When you have that prepped, you compute the final hash, then at each block position you select the block representing the letter you want (and its associated random data). So then you can select letters matching the actual file hash value.
It only works against hash functions with practical multicollision attacks. Doesn’t work on SHA256 and newer hashes.
Has anyone confirmed that signature? I think it’s not possible to have the signature as a part of the data itself. Kinda chicken egg problem
Here you go:
https://www.bleepingcomputer.com/news/security/this-image-shows-its-own-md5-checksum-and-its-kind-of-a-big-deal/
(MD5 is not PGP, but impressive nonetheless)
I opened the comment section to ask if it was possible to have an image with its own hash.
Thanks.
It’s using a combination of multicollision attacks against MD5 and sequences of groups of alternate blocks of data representing the alphabet encoded in a way compatible with the file format.
It’s basically <[a+random]/[b+random]/[c+random]…> * (length of message). The random data is crafted by the attack tool so each block has the exact same effect on the MD5 hashing algorithm as it processes each block. You need to decide how many variable blocks you need and where and their encoding in advance. You encode the blocks so the randomness isn’t visible in the final rendered file.

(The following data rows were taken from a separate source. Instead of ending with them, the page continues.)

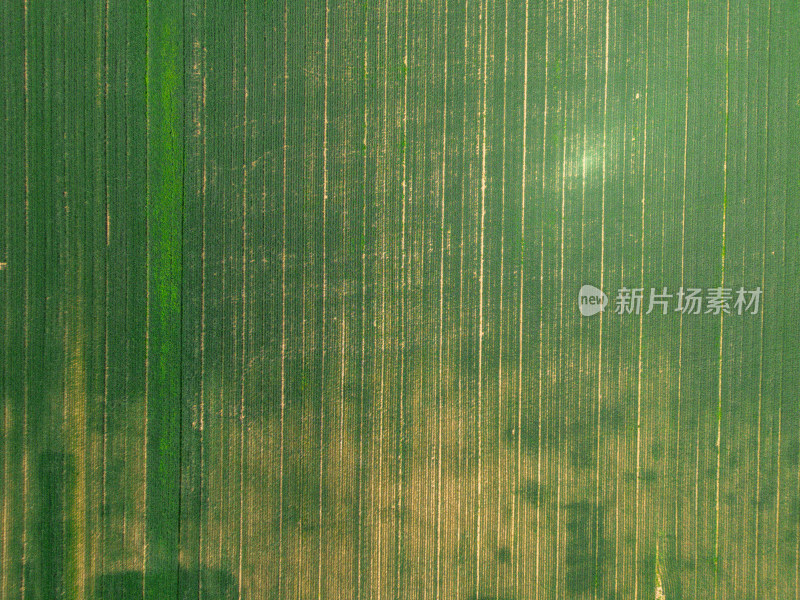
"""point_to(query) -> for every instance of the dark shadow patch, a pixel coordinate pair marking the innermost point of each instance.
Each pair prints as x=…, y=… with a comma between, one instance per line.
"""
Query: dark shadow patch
x=56, y=471
x=584, y=548
x=128, y=585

When you have that prepped, you compute the final hash, then at each block position you select the block representing the letter you want (and its associated random data). So then you can select letters matching the actual file hash value.
It only works against hash functions with practical multicollision attacks. Doesn’t work on SHA256 and newer hashes.
I know some of these words. But I think I roughly understood the general idea. Thanks!